= Quebec (Commission des droits de la personne et des droits de la jeunesse) v Boisbriand (City of) =

Judgement of the Supreme Court of Canada

Quebec (Commission des droits de la personne et des droits de la jeunesse) v Boisbriand (City of), 2000 SCC 27, [2000] 1 S.C.R. 665, is a leading Canadian civil rights decision of the Supreme Court of Canada. The Court considered the nature of a handicap in law and found that a handicap is not merely a biomedical condition but rather can exist as a perceived limitation or social construct.

The decision arises from two separate claims by individuals for discrimination under the Quebec Charter of Human Rights and Freedoms. Réjeanne Mercier was refused employment with the city of Montreal as a Gardener-horticulturalist on the grounds that her medical condition involving chronic back pains would be too costly and would interfere with her long-term employment.

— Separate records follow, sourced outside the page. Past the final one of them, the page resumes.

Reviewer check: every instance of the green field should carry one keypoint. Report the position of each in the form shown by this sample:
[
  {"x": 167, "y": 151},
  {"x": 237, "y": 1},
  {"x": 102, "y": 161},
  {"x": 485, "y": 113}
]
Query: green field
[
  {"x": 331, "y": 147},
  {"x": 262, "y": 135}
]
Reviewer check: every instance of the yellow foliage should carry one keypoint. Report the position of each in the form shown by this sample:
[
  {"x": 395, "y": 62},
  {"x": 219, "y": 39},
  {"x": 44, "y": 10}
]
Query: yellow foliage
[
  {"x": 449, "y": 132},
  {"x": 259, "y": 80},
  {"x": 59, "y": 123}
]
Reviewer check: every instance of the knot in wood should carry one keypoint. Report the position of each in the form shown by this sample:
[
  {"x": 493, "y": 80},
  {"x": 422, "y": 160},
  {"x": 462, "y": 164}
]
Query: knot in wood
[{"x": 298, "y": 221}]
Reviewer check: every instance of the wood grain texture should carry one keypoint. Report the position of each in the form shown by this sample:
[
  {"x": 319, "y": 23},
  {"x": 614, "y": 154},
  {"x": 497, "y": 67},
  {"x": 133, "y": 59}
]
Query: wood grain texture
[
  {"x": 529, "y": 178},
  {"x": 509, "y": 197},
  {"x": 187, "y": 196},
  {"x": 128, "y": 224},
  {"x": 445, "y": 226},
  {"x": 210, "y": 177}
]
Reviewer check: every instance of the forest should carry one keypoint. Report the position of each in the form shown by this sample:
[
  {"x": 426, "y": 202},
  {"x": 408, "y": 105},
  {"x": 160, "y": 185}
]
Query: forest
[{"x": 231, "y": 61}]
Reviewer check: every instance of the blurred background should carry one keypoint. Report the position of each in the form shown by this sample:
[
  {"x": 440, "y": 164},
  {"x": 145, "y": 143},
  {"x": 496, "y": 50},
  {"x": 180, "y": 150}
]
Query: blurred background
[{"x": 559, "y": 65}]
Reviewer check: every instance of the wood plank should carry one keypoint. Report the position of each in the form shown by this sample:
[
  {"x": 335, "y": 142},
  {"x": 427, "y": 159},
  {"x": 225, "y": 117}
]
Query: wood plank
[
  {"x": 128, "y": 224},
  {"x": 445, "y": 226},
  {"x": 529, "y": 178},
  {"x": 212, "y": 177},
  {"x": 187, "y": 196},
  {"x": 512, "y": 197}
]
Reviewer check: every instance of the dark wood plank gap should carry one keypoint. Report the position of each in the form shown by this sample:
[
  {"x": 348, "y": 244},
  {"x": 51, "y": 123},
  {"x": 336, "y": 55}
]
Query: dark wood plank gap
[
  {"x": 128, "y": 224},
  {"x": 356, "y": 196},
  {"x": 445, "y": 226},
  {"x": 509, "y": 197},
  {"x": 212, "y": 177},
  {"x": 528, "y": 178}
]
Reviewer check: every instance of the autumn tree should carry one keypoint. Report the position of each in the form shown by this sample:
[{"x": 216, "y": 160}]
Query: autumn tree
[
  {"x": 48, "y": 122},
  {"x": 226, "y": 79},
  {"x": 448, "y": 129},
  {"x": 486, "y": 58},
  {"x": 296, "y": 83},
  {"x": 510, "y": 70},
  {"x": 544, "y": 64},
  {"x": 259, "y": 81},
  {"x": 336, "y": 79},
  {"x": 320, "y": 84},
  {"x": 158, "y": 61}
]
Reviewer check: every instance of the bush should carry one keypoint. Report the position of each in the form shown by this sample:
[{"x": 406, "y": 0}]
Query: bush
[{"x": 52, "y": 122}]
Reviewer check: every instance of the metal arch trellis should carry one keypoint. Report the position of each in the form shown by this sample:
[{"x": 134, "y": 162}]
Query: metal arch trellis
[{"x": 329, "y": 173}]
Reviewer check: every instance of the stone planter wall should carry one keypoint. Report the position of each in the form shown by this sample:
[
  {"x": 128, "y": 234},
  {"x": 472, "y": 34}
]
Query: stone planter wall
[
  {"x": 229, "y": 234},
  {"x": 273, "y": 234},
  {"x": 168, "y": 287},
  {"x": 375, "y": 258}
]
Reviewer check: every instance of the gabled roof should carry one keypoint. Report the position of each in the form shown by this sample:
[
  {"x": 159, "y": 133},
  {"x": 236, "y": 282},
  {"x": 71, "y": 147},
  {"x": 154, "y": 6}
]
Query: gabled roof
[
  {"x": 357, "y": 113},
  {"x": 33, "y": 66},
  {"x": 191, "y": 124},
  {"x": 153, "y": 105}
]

Palmerino Troilo was a police officer for the city of Boisbriand. He was dismissed after missing work due to having Crohn's disease.

==Judgment of the Court==
Justice L'Heureux-Dube wrote the reasons for a unanimous Court and dismissed the appeal.

The issue focused on the interpretation of the word "handicap" in the Quebec Charter. She stated that given the Charters quasi-constitutional status it must be given a liberal and purposive interpretation. A handicap can exist outside of functional limitations. There is also a subjective component on which there can be discrimination.